MRT Delay Data

MRT Delay Data

Hi fellow redditors ! We are two fellow r/sg redditors ( u/Sproinkerino & u/captmomo) wanted to work on a mini-project to improve our programming/analytics skills. We would like to share with you guys the work that we have done! We are pretty much new to this so any feedback is pretty much appreciated.

1) Data Scrapping from SMRT Twitter

Using python, we scraped SMRT's twitter feed to gather the delay/breakdown data in the past 5 years.
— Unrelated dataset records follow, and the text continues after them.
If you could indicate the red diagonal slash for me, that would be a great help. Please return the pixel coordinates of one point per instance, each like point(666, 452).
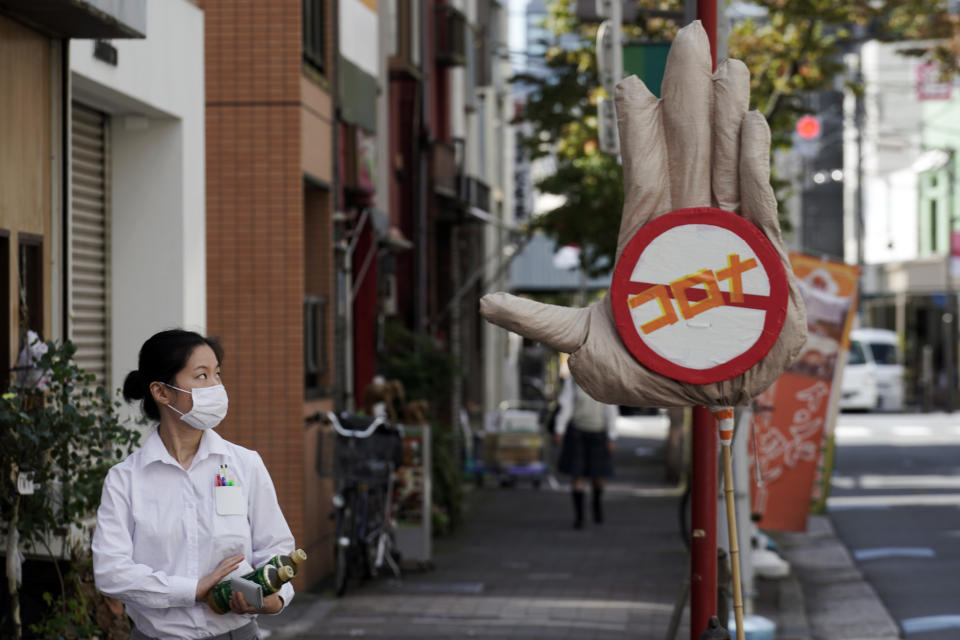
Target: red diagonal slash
point(750, 301)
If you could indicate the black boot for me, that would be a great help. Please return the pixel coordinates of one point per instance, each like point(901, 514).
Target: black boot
point(598, 505)
point(577, 509)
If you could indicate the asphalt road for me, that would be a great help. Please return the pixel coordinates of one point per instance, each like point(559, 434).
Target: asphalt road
point(895, 503)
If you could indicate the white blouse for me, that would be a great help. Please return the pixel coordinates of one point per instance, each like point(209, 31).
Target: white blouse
point(159, 531)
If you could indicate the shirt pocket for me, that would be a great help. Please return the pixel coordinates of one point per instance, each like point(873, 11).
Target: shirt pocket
point(231, 529)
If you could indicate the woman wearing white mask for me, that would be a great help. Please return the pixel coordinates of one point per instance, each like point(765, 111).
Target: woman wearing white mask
point(189, 508)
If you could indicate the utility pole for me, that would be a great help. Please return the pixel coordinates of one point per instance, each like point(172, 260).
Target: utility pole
point(950, 317)
point(610, 68)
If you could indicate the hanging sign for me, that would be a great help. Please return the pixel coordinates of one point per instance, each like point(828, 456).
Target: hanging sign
point(699, 295)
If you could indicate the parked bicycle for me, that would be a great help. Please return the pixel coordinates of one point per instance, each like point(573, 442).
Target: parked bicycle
point(368, 451)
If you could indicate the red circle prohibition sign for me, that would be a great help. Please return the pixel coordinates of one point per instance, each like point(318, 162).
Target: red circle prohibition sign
point(691, 299)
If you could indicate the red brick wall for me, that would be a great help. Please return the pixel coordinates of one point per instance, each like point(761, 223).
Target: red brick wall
point(255, 226)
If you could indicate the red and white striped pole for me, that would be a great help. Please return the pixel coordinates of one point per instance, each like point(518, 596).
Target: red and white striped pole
point(703, 489)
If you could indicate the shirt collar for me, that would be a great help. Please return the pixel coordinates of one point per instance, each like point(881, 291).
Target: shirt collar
point(153, 449)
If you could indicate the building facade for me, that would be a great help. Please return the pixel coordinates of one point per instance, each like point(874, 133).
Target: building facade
point(270, 132)
point(908, 202)
point(35, 160)
point(136, 231)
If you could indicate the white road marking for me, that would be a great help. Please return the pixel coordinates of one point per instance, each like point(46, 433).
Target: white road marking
point(912, 431)
point(869, 481)
point(845, 431)
point(885, 501)
point(893, 552)
point(930, 623)
point(843, 482)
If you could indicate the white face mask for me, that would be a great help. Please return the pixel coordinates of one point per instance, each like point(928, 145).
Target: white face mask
point(209, 406)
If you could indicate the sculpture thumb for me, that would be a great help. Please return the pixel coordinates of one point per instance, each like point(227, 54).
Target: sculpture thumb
point(560, 328)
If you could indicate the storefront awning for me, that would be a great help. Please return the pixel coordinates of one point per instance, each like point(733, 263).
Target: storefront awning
point(81, 18)
point(931, 160)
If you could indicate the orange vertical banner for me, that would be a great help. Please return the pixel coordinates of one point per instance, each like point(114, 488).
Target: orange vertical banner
point(792, 418)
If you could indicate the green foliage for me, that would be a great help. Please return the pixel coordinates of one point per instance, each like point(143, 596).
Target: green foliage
point(428, 373)
point(425, 369)
point(793, 51)
point(66, 436)
point(447, 482)
point(62, 431)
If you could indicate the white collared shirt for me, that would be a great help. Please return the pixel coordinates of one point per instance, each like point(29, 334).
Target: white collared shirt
point(158, 532)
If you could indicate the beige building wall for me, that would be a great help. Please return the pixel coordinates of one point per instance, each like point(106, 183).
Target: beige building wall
point(25, 155)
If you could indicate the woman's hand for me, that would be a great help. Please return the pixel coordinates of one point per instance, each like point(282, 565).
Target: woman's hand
point(225, 568)
point(271, 604)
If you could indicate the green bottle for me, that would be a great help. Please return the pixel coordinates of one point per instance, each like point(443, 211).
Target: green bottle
point(293, 560)
point(269, 577)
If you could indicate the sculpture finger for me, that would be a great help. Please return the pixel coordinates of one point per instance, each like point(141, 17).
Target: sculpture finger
point(644, 150)
point(758, 202)
point(731, 95)
point(687, 116)
point(560, 328)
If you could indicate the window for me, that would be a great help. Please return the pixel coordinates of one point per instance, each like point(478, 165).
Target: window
point(856, 353)
point(933, 226)
point(314, 340)
point(4, 310)
point(31, 283)
point(884, 353)
point(313, 32)
point(404, 40)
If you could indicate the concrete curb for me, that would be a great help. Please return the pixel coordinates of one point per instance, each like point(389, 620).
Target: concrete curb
point(840, 604)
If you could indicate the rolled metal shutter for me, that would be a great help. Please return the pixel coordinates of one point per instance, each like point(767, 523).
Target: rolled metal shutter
point(89, 241)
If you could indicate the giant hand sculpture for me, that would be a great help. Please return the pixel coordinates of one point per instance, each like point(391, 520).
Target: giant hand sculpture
point(697, 146)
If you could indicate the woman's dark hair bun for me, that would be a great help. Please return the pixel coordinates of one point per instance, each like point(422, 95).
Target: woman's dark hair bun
point(134, 386)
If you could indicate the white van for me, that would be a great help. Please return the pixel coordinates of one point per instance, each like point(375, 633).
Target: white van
point(873, 377)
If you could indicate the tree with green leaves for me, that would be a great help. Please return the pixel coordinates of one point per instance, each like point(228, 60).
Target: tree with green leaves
point(59, 435)
point(795, 49)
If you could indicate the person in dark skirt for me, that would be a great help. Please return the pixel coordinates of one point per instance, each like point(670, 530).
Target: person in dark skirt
point(586, 429)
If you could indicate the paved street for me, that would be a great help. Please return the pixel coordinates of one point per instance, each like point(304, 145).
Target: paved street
point(894, 503)
point(518, 570)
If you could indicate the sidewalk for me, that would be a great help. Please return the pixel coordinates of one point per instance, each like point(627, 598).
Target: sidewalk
point(516, 569)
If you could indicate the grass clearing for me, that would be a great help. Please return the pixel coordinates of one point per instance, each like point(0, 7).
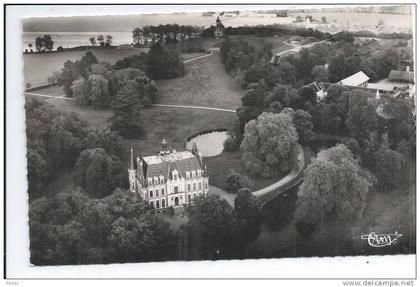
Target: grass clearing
point(219, 170)
point(51, 62)
point(205, 84)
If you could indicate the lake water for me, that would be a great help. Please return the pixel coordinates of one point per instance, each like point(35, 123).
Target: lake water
point(73, 39)
point(209, 144)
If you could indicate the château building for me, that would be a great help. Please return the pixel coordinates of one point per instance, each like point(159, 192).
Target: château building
point(170, 178)
point(219, 29)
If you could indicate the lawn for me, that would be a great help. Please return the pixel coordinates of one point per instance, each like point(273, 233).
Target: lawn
point(205, 84)
point(38, 67)
point(279, 44)
point(219, 170)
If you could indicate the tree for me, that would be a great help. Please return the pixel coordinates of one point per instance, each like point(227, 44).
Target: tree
point(80, 91)
point(99, 173)
point(104, 138)
point(235, 182)
point(390, 166)
point(92, 41)
point(48, 43)
point(163, 63)
point(108, 42)
point(137, 35)
point(333, 182)
point(248, 212)
point(71, 228)
point(130, 99)
point(303, 124)
point(156, 240)
point(85, 64)
point(211, 232)
point(269, 144)
point(286, 73)
point(361, 118)
point(38, 170)
point(101, 40)
point(336, 68)
point(99, 96)
point(54, 141)
point(68, 75)
point(319, 73)
point(39, 44)
point(56, 237)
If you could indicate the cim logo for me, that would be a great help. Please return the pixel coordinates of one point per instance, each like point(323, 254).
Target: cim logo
point(381, 240)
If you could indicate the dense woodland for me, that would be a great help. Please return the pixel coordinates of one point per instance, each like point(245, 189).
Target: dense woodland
point(374, 153)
The data is then cleaned to obtain the delays for specific lines and stations.

2) Data Visualization with R

Next we used ggplot2/ggmaps in R to obtain a map plot of all the different stations along with the number of delays.

3) Here is the plot: https://imgur.com/a/b7D728p

The darker the node the more delays the station had experienced.

4) Data Summary

Station with most number of breakdown NS16 Ang Mo Kio
Line with most number of breakdowns North South Line
Line with least number of breakdowns Down Town Line

5) Mini-Webapp to find probability of a delay

We also created a fun little webapp to find the probability of delay when travelling from 1 station to another ! Link : https://mrt-breakdown.herokuapp.com/

We hope this mini-project was interesting to you guys ! Any feedback will be greatly appreciated ! :)